The purpose of interest rate cuts is to help promote growth by stimulating investment, restoring production at lower capital costs, at the same time enhancing the repayment capacity of borrowers and increasing the demand for loans, thereby indirectly reducing bad debts.

Lower interest rates, according to Mirae Asset, will affect both the mobilization and lending of commercial banks. However, this is a two-way impact, so banks' net interest income (NIM) margin will be offset, thereby less affected.

For debt markets and capital markets, the yields of these markets are often correlated with the operating rates.
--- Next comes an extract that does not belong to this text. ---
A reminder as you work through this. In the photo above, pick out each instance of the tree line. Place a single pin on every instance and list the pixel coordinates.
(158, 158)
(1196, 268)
Government bond yields have dropped sharply since the beginning of 2019, creating a divergence between bond yields and equity yields in the capital market. With this second reduction in interest rates, this securities company believes that bond yields will continue to fall, leading to lower stock yields. Mirae Asset, therefore, expects stock prices to rise to make stock earnings yields fall and in line with bond yields.

The second interest rate cut in 2020 took place in the context that the Covid-19 epidemic had had bad effects on the Vietnamese economy. GDP only increased by 3.82% in the first quarter, which is the lowest level in the past ten years.

This is also the third interest rate cut by Vietnam within a year (with the first was in September 2019 and the second was in mid-March). There will be not much room for interest rate cut, according to Mirae Asset, and inflation should be paid attention to as it may cause negative real interest rates.

Meanwhile, Vietnam's Purchasing Managers' Index (PMI) slipped to 32.7 points in April, which dropped sharply from 41.9 points in March. This shows a decline in purchase power of the manufacturing industry. On top of that, business conditions in Vietnam have worsened over the past three months.